Just abolish design review. It’s basically just a venue for backbiting architects to sabotage and delay each other’s projects.

https://publicola.com/2022/05/03/is-it-time-for-seattle-to-do-away-with-design-review/

bobtr
bobtr
1 year ago
Reply to  Bruce Nourish

A local architect once described it as a process by which developers extort Code concessions by threatening to build really bad buildings.

The Publicola editorial:

“Because that process is built around public input, it’s relatively easy for residents who oppose new multi-family housing to use design review as a platform for an array of complaints—some that are within the scope of design review and others, such as parking, that are not—and to delay permits for so long developers sometimes back out.”
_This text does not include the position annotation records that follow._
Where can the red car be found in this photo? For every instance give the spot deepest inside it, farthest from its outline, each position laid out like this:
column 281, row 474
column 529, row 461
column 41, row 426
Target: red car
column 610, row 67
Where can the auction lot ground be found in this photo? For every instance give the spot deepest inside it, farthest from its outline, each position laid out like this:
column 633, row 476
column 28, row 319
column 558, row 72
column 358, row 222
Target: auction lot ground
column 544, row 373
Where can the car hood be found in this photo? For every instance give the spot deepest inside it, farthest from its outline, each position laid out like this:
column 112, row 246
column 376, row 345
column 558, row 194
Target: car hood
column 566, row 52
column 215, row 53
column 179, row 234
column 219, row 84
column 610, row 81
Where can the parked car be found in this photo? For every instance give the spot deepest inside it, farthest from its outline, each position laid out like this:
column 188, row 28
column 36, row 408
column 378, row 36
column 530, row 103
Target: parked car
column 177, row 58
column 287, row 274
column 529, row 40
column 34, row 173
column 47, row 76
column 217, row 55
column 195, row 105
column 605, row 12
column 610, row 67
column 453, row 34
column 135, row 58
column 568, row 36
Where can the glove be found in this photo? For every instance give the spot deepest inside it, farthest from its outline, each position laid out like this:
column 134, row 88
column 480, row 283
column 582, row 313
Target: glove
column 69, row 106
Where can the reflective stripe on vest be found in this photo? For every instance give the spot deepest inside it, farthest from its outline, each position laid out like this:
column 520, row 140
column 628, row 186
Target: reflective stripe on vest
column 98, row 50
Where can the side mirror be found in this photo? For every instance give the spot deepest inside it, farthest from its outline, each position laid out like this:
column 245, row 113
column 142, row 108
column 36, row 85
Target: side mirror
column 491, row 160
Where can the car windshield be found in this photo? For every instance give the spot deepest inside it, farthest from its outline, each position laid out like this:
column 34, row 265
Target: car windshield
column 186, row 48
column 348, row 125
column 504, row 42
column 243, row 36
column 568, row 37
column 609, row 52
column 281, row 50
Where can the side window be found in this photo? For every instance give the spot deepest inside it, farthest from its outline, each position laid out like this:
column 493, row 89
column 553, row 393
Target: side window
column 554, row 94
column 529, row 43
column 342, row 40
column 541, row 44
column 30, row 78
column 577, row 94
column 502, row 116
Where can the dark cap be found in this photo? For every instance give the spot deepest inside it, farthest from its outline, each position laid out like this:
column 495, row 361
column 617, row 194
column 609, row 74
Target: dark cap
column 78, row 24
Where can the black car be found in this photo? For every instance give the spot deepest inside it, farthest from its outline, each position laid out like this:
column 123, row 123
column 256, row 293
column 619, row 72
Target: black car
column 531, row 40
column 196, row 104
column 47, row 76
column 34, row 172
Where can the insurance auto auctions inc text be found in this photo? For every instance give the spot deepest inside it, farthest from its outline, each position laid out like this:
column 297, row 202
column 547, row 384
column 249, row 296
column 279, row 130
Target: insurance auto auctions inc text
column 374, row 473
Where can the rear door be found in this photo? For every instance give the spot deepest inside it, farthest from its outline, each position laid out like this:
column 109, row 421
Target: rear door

First, criticizing the proposed design of a multi-family building does not equate to opposing new multi-family housing. Second, a citizen can’t delay a project in design review on the basis of parking issues, because parking, as stated, is not within the purview of design review. For the public to really delay a project usually requires filing an appeal and paying lawyers, which is not “relatively easy” for most of them.

It goes on to state

“And although the boards are required to have a mix of representation among local residents, architects, landscape designers, and developers”

Note that most of those folks make their living in the building industry; the board members representing local residents’ interests are a small minority and have little power, and are sometimes also in the same industry. Presumably, the building industry folk have an interest in efficient design review that will benefit their own projects when the time comes for them to be reviewed.

The article’s contention that SDCI has a bias against putting individuals who favor density on design review boards is risible, but SDCI may very well not want to put individuals who don’t believe in design review on design review boards.

“If we’re going to reform design guidelines, I would probably lean towards trying to eliminate every aesthetic design guideline we possibly can,” Ostrow said. “Because if you look at the results, Seattle is not known for its beautiful midrise apartment buildings. It’s actually known for its ugly ones. And this is under a system where we are legislating aesthetics. So clearly, that’s not working.”

That’s funny. These complaints about design review never suggest bringing better proposals to the first meeting. The bad aesthetics are never the fault of the project team.

The Seattle for Everyone study cites increased permitting times without breaking them into the many components of permitting, but blames the design review component for the increased times.